Last weekend’s 20th anniversary of the 9/11 attacks overshadowed another important milestone for me personally.

On Friday, September 11, 1981, a then 24-year-old CPA joined a small, little-known Syosset, Long Island-based accounting firm called Marcum & Kliegman. Founded by Edwin Marcum and Edwin J. Kliegman in Flushing, New York in 1951, 30 years later Marcum & Kliegman was a firm of six people billing $300,000 annually.

I was the 7th person when I joined that September Friday, after spending my first two years in the accounting profession at one of the then “Big Eight.” And the last 40 years have been a hell of a ride.

By 1985 we had doubled in size, Ed Marcum was turning 65 and was ready to retire, and not only was I fortunate enough to inherit his client base, which included the world-renowned, best-selling novelist Robert Ludlum, but I assumed his role as the Firm’s administrative partner, which at that time basically entailed signing checks.

So, Ed Kliegman and I continued to build the Firm, and by 1990 we had about 25 people including five partners.

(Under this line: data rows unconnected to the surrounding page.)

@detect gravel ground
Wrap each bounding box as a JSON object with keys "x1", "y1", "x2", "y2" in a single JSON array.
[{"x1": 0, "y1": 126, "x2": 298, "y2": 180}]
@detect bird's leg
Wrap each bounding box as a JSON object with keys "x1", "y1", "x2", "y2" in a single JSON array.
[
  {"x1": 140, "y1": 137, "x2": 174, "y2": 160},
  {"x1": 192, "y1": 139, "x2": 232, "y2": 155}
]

It was time for us to add some more structure to our growing practice, so I was elected our firm’s first Managing Partner, a role I had until 2017, when my title changed to Chairman & CEO.

Ed Kliegman retired at the end of 1991, and we continued to build the Firm. Our next milestone occurred in 1996 when we became a 2-office firm by expanding into New York City with the addition of David Bukzin (our current Vice Chair) and his practice. And we continued to grow.

The early 2000s were very good to us. We continued to expand our core clientele of privately held, entrepreneurial, family businesses, while at the same time developing a client base of hedge funds, private equity funds and small publicly traded companies. We were in the right place at the right time when the Sarbanes-Oxley Act was enacted in 2002. Many in the accounting profession dubbed it “the accountants’ full employment act.” And Marcum & Kliegman continued to grow.

By the summer of 2008, we were 450 people working out of two offices in Woodbury, Long Island, and New York City. And then, as they say, “the music stopped.”

Bear Stearns had gone out of business in March 2008, Lehman Brothers was failing and ultimately went out of business in September, and the liquidity in the capital markets that had fueled the economic growth of the 2000s suddenly dried up. The economy froze and actually started to contract for the first time in my working career. And Marcum & Kliegman felt it. So we needed a new game plan.

Our executive committee at the time embraced the idea that if we weren’t going to grow organically, as we had done since the beginning, but wanted to continue to grow, the only way would be through M&A (mergers & acquisitions.) We quickly created a strategic plan that had us looking for suitable M&A targets in the top 15 business markets in the country: Los Angeles, San Francisco, Chicago, Boston, Miami, Philadelphia, Houston, Dallas, Denver, Atlanta, Seattle, Detroit, just to name a few.

And two short years later, by the end of 2010, we were able to expand into South Florida, Philadelphia, LA and San Francisco. We doubled in size to 900 people in nine offices and became a national firm. In 2009, we changed the name of the Firm from Marcum & Kliegman to Marcum LLP. My phone call to Ed Kliegman to let him know we were dropping his name was one of the most difficult of my professional career, but Ed, with his trademark character and grace, understood the reasons behind the change and gave us his blessing to do it.

The rest, as they say, is history. But we’re not done yet.

Today, we are 2,500 strong including 350 partners. We just promoted 29 of our associates to partner, our largest partner class ever. And we’re continuing to grow.